After the ceremony, Ms Richmond told THE GLASGOW GUARDIAN about the next renaming to be carried out by the group. These will target the buildings at Professor’s square as currently these only have numbers but not names. The women honoured will include: Ruth Pirret (1874-1939) the first woman to graduate BSc from the University, who also worked with Frederick Soddy on his research into the chemistry of radioactive elements; Dame Anne Louise McIlroy (1874-1968) the first woman to be officially registered as a research student at the University and Dame Jocelyn Bell Burnell, a university graduate honoured for her discovery of radio pulsars, controversially, her thesis supervisor was awarded a Nobel Prize for his role in the discovery, but she was not given the award. It is expected that Dame Jocelyn will come to the inauguration herself. However, women are not the only minority that the group seeks to honour, and one of the buildings will be named after William Jamieson, a blind 17th century history lecturer.

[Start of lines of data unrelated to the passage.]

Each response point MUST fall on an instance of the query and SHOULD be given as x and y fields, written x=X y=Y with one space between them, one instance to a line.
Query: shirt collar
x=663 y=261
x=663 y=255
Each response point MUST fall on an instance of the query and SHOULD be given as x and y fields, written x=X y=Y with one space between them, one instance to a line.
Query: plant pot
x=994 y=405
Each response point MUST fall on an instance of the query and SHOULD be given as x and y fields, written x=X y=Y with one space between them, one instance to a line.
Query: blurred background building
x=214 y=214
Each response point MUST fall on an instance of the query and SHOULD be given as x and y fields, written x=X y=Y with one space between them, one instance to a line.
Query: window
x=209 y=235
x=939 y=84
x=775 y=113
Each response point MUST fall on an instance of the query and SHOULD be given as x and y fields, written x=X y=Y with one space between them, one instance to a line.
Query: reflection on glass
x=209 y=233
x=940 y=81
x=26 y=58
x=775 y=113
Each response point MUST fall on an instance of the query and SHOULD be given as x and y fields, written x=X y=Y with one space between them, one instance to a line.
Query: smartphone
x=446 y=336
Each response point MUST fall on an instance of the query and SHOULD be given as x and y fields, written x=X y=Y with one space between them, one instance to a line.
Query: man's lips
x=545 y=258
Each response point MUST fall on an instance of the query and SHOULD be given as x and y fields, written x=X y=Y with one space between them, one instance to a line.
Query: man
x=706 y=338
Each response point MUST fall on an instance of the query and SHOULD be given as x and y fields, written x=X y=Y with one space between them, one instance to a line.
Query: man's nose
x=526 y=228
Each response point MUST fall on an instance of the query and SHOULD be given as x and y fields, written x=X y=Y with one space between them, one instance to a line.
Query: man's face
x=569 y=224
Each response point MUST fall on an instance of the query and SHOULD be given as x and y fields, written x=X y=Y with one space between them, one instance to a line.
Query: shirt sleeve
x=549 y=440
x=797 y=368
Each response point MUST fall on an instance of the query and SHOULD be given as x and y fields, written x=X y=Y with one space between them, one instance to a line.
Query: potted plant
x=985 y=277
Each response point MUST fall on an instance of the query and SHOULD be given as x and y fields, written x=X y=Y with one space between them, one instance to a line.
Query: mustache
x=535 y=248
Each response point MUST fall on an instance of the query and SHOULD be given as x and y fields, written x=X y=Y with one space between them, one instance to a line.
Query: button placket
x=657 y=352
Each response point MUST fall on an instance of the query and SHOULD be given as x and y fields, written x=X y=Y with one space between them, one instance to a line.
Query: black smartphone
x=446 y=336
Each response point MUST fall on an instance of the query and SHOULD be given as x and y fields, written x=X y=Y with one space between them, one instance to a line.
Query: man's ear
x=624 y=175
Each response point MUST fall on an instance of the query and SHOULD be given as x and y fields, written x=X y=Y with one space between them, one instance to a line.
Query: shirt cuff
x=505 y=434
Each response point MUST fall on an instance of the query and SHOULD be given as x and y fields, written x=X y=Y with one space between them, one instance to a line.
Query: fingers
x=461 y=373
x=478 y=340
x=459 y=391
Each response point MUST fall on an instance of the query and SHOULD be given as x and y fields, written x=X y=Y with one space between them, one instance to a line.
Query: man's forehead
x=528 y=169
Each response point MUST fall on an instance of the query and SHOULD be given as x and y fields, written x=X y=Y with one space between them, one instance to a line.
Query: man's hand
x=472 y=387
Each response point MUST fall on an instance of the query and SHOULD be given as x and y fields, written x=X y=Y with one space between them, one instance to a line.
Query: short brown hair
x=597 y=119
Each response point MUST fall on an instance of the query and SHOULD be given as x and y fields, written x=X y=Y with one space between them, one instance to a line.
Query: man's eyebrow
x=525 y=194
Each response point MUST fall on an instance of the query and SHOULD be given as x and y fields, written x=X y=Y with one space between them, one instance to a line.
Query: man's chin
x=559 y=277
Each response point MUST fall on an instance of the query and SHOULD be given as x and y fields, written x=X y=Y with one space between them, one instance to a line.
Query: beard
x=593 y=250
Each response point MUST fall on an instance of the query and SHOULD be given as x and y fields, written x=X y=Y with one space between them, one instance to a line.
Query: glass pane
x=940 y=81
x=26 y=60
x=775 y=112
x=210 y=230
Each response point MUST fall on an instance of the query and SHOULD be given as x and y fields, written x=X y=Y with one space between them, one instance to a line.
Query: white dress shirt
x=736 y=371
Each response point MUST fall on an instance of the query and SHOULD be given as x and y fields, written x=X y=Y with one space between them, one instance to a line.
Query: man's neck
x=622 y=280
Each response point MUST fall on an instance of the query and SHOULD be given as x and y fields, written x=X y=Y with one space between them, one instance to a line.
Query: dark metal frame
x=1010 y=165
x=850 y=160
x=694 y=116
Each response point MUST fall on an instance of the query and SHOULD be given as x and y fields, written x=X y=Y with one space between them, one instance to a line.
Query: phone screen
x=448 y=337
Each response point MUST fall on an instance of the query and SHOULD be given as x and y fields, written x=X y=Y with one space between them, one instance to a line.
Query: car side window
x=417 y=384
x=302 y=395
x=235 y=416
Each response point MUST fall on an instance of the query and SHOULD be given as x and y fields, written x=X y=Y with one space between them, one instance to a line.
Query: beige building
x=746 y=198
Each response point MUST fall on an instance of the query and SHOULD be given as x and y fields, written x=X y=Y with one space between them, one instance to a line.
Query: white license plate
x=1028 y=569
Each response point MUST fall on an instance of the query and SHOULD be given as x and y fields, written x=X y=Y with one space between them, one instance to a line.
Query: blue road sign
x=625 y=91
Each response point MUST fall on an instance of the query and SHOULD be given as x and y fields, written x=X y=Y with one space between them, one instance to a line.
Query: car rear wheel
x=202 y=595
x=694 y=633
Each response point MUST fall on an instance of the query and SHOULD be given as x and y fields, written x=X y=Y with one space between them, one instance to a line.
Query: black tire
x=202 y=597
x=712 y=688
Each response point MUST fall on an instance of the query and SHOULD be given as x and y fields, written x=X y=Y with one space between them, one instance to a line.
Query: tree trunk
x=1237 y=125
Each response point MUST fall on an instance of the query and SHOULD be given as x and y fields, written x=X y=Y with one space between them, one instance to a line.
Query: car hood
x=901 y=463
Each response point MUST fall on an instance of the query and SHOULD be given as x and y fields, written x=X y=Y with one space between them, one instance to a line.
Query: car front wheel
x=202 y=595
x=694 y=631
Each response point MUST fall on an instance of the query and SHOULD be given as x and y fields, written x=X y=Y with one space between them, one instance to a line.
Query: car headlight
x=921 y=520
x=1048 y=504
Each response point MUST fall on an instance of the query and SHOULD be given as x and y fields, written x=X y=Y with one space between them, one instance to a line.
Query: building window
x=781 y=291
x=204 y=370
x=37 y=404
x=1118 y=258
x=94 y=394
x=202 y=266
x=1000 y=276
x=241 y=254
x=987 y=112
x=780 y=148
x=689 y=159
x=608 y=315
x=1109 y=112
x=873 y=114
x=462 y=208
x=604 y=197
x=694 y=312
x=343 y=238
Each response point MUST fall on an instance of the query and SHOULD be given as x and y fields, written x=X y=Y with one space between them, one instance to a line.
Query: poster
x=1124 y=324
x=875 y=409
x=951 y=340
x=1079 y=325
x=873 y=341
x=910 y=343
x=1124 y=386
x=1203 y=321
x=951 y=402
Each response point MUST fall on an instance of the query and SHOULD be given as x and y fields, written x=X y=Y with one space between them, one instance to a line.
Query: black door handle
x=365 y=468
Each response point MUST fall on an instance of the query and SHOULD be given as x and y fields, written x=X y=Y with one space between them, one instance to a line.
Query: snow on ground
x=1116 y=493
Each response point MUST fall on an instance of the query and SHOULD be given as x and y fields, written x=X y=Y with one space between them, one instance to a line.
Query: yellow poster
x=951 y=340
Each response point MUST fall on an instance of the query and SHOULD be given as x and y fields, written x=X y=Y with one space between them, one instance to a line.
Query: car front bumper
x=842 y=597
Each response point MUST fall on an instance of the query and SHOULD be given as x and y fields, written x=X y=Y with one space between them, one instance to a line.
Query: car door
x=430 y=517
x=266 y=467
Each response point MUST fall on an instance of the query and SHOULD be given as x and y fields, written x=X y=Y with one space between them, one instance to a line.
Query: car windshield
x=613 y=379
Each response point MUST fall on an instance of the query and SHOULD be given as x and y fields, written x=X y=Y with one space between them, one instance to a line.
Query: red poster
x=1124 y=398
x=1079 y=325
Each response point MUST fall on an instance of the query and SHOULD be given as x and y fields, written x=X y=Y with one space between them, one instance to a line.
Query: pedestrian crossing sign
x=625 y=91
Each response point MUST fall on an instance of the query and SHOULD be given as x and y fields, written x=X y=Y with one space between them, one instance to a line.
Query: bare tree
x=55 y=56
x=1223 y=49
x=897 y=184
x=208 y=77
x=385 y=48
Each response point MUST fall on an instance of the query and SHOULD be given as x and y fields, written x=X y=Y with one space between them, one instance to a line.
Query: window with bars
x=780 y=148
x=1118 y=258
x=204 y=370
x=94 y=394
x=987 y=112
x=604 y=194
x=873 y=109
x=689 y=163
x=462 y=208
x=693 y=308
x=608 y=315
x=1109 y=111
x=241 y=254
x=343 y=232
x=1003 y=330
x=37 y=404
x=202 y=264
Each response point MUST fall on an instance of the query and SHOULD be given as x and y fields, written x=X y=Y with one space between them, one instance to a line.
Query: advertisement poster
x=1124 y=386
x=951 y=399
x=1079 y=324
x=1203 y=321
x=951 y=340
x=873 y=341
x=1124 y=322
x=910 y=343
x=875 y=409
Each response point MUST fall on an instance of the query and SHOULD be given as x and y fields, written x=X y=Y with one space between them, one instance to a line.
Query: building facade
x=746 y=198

Ms Richmond commented on the future role of the group regarding the Western Infirmary development: “I think that’s when the group will really come into its own, when the buildings actually go up there will be opportunities to name rooms, buildings and streets and squares too. The group also ensures that we are naming them after people who deserve to have a building named after them”.
The Glasgow Guardian asked Ameer Ibrahim about his thoughts on the renaming: “Today has been a historic day, it reflects the inclusive diversity of the University and the history of diversity here at the university and giving recognition to who the building was originally meant to be named after. It is a huge step forward and positive change on campus. When we are outlining plans to give names to different buildings around campus we have to be conscientious to really think about and reflect on the achievements that individuals in history past and also reflect the diversity on campus as well.”
He also commented on his project of creating a student advisory committee to engage students on the campus redevelopment project: “We are creating a sustainable platform over the life of the development so that new students will go on to the committee every year and we are going to be looking at a broad range of projects within the development, so we are going to do workshops in these committee sessions. This committee is also a consultancy group to give the views of students as to what they want to see in the campus development and that will be fed back to states and buildings and other individuals directly involved in the planning of the development.”
SRC gender equality officer Thais Ramdani also gave her thoughts on the ceremony: “It is important to remind people that there are a lot of women that have been a part of the University and having buildings to show that is quite important. I’m really hoping that there will be an effort to make sure that the new buildings that are being built do have the names of women that were successful in their field of study, because they were so often ignored.”